College of Biological Sciences, University of Minnesota, St. Paul.

Address correspondence to Huber R. Warner, PhD, College of Biological Sciences, University of Minnesota, 123 Snyder Hall, 1475 Gortner Ave., St. Paul, MN 55108. E-mail: warne033{at}umn.edu

THE first experimental evidence that genetics plays a role in aging was provided by Luckinbill and colleagues (1) and Rose (2), who produced long-lived fruit fly lines by repeatedly selecting for progeny from the oldest females. Although it was also known that some human families have an unusual number of individuals who live a long time, only in the last 10 years has it been possible to elucidate some of the mechanisms by which this may occur. Richard Miller (3) provided a lot of clarity to this question in his 1998 Kleemeier lecture titled: "Are There Genes for Aging?" Whereas it is fairly obvious that the broad range of life spans among animals must be genetically determined, it is less clear why the longevity of individuals within a species is so variable, even in an apparently genetically homogeneous population. Environmental factors presumably are also important in longevity, and the relative contributions have been estimated to be about one third genetic and two thirds environmental (4).

A breakthrough in elucidating the biological mechanisms modulating longevity was made possible by the sequencing of the complete genomes of such organisms as Caenorhabditis elegans (C. elegans), fruit flies, and mice. Although long-lived mutants of C. elegans were described in the late 1980s and early 1990s by Friedman and Johnson (5) and Kenyon and colleagues (6), the proteins affected were not identified until Gary Ruvkun and his colleagues cloned and sequenced two of these mutant genes (7,8). By now a role for the insulin-signaling pathway in modulating aging in C. elegans, fruit flies, and mice has been firmly established as mutations reducing the activity of the insulin-like receptor, phosphatidyl inositol 3'-kinase, and mTor all increase longevity. Also, over-expression of genes coding for certain antioxidant enzymes can increase longevity, but reduction in the activity of other antioxidant genes gives mixed results, so the role of oxidative stress in mammals during aging seems more tenuous (9,10). Increasing the expression of stress response proteins promotes longevity in invertebrate organisms (11), but their role in mammalian aging also remains undefined as circulating levels of Hsp70 are low in centenarians and their offspring (12).

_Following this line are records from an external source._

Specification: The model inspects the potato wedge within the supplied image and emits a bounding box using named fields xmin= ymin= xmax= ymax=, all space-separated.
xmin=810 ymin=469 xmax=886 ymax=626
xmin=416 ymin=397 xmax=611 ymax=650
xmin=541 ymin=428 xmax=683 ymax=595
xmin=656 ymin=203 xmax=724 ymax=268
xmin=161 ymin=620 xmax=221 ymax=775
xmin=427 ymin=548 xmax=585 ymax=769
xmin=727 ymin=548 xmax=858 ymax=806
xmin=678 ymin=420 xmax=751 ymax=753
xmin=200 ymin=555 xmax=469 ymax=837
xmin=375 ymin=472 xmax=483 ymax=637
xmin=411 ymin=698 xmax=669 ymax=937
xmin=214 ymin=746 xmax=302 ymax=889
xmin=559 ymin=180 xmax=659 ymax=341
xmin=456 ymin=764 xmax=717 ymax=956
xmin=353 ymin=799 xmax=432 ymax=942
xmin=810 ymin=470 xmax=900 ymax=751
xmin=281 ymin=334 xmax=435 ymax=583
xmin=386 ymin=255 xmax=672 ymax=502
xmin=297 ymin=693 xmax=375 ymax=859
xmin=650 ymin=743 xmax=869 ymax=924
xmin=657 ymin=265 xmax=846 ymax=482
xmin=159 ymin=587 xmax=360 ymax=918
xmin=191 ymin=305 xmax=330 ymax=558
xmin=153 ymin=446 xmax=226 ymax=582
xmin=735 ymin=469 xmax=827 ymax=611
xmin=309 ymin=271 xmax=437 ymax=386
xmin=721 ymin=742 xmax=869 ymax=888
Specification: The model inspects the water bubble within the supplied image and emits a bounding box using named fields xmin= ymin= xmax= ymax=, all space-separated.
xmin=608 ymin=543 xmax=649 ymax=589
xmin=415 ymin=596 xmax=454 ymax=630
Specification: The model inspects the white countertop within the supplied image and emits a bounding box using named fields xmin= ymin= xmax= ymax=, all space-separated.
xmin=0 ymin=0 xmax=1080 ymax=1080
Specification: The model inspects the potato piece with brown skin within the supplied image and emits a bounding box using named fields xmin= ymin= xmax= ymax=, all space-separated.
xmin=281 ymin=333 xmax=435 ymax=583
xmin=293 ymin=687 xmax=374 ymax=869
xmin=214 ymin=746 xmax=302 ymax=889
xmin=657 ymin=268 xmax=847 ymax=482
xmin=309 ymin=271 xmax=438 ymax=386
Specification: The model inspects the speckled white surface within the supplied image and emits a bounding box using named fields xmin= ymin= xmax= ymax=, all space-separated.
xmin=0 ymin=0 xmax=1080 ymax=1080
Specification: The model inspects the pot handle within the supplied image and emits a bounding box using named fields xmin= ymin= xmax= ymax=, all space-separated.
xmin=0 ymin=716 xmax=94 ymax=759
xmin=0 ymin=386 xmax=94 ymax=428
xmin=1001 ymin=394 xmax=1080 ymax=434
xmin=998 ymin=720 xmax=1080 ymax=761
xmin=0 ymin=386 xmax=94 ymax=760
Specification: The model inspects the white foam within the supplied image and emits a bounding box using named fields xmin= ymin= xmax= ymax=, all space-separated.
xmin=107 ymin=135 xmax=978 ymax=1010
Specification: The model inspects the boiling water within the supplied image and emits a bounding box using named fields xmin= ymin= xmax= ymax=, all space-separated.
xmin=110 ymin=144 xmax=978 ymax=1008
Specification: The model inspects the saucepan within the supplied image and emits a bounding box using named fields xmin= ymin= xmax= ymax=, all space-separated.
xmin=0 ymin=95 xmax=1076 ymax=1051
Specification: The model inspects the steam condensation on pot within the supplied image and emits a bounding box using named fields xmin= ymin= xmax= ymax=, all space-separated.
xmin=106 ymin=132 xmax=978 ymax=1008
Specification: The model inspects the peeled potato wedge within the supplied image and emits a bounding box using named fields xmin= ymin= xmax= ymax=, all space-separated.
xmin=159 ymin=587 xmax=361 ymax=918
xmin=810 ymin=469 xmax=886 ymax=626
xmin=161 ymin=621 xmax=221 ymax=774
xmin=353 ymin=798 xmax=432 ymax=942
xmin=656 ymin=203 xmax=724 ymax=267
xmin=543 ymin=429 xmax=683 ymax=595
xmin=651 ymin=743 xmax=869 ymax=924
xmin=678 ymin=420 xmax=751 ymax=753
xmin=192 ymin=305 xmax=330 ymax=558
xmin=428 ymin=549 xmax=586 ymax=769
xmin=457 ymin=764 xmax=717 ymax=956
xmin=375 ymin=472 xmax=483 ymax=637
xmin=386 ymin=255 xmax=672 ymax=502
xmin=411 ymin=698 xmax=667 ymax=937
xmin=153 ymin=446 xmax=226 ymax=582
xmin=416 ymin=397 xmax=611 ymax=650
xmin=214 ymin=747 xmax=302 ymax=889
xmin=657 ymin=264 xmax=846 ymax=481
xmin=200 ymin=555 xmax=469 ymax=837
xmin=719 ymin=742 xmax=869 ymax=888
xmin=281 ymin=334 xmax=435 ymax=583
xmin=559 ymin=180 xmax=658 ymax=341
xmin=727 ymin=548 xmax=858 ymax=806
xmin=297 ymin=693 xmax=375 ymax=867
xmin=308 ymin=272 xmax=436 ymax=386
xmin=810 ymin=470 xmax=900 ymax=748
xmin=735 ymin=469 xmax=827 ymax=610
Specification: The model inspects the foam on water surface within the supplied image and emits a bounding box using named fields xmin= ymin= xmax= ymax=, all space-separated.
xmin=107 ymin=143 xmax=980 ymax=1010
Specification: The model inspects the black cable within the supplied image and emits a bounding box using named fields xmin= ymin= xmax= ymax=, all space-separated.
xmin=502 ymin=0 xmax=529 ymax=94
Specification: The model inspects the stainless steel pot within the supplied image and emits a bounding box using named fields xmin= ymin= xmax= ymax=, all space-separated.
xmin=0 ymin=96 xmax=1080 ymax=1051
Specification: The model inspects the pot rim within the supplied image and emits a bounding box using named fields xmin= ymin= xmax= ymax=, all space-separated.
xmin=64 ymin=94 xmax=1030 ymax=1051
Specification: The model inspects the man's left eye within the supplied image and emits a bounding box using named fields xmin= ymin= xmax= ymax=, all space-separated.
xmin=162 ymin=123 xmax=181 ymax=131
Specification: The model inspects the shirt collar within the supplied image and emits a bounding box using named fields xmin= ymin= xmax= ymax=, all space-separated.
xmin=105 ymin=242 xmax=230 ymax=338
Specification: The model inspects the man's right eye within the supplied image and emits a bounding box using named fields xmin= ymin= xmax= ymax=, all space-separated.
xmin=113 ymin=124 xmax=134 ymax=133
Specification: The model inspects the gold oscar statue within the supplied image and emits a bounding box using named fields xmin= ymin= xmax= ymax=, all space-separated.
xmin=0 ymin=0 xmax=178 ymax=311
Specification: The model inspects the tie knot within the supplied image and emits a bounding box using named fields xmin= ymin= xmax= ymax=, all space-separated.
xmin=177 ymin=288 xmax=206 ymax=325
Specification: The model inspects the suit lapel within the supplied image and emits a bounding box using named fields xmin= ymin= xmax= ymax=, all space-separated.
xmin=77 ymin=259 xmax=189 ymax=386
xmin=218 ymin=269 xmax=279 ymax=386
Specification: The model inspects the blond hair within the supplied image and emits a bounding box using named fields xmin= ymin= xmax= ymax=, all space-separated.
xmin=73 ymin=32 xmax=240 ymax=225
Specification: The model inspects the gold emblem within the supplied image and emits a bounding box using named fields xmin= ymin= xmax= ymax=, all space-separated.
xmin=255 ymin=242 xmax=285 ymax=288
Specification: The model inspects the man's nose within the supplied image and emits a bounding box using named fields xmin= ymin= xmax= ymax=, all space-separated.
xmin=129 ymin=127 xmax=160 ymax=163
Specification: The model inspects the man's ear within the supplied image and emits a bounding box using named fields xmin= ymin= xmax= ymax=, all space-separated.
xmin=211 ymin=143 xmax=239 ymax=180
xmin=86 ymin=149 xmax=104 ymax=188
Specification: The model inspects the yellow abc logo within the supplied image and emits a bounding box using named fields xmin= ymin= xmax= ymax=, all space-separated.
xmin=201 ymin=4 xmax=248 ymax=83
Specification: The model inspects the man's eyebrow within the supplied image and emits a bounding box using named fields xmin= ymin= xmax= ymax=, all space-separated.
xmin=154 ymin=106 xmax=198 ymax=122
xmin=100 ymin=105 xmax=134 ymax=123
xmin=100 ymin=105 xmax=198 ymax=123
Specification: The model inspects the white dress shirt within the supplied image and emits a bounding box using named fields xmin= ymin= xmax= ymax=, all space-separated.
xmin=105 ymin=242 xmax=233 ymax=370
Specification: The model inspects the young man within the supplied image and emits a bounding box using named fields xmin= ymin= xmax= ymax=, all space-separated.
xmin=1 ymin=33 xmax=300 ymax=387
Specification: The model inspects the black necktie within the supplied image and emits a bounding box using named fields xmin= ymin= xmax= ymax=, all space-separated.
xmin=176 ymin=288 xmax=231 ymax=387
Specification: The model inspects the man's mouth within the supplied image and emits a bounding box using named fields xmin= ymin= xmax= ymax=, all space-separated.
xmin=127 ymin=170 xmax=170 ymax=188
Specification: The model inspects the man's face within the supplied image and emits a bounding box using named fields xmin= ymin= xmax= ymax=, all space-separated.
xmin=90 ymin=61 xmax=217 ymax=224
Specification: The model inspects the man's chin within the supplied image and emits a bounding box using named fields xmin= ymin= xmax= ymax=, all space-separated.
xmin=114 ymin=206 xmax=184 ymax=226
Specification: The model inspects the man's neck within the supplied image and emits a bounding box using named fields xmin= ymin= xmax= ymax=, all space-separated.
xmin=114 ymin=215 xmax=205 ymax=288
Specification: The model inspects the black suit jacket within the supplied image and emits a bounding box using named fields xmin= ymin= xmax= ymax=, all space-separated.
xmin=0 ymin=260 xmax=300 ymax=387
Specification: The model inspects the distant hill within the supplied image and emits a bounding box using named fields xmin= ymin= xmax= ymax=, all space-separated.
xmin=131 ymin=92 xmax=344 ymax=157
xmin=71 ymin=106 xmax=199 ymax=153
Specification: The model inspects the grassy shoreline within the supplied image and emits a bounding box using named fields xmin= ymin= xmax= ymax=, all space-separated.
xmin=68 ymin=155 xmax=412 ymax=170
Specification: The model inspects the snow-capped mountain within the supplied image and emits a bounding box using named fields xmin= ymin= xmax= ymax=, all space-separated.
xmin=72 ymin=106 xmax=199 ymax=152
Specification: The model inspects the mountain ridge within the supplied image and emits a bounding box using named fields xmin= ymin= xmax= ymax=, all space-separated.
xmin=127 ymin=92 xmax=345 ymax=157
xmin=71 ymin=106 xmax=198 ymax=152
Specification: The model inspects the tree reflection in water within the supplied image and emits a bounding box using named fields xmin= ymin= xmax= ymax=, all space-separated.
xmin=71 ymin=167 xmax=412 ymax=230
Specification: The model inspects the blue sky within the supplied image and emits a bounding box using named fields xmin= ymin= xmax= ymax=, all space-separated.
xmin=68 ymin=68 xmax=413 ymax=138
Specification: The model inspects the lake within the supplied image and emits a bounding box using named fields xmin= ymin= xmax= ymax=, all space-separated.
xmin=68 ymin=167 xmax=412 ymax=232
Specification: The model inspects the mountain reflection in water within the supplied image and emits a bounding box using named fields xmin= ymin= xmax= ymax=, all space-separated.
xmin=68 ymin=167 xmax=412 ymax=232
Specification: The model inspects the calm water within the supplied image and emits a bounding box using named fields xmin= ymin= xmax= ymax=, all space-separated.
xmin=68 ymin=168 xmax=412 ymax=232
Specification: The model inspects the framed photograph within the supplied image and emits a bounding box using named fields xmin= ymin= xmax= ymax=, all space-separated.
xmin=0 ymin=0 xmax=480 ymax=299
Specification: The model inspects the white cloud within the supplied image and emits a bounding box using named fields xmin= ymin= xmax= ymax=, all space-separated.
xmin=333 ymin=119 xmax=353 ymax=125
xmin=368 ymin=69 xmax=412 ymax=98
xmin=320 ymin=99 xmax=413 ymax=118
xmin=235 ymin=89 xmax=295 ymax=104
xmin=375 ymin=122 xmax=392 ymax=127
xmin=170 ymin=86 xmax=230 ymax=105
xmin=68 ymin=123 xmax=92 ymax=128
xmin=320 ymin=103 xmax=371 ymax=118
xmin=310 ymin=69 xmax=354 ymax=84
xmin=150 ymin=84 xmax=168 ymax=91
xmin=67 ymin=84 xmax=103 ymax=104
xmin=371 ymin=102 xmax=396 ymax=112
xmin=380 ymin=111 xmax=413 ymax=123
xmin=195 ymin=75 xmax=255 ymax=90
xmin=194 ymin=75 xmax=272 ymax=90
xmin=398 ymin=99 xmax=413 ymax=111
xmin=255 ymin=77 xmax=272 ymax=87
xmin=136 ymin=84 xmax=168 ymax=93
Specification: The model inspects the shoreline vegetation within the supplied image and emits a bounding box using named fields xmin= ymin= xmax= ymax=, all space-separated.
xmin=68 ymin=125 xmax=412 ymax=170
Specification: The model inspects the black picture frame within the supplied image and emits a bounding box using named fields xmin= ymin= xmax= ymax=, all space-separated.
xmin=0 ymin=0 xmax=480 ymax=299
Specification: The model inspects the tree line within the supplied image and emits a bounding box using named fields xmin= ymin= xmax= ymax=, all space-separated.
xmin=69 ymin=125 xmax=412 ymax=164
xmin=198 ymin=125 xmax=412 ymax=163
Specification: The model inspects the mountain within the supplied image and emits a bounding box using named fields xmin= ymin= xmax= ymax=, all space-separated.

Success in this research area was greatly stimulated by a series of Requests for Applications (RFA) issued by the National Institute on Aging (NIA) in 1992, 1998, and 2003 to identify what were called "longevity assurance genes." While the research funded by these RFAs was primarily focused on short-lived animal models, this success encouraged investigators and funding agencies to begin to focus on human longevity as well. For example, the goal of the NIA-funded Longevity Consortium is to identify specific genes and pathways that modulate human longevity. Concurrently, there are many epidemiological studies underway to identify genes associated with exceptional longevity in humans, e.g., in New England (13), Louisiana, Georgia, and in Askenazi Jews (14,15), to name a few American studies. Insights are coming from these studies with the discovery of alleles that associate with increased longevity in humans, and not surprisingly, many of these occur in genes for proteins involved in lipoprotein metabolism. Supercentenarians have also recently become of interest in efforts to discover what factors have been responsible for their ability to live to 110 years or more (16) (www.supercentenaraian-research-foundation.org).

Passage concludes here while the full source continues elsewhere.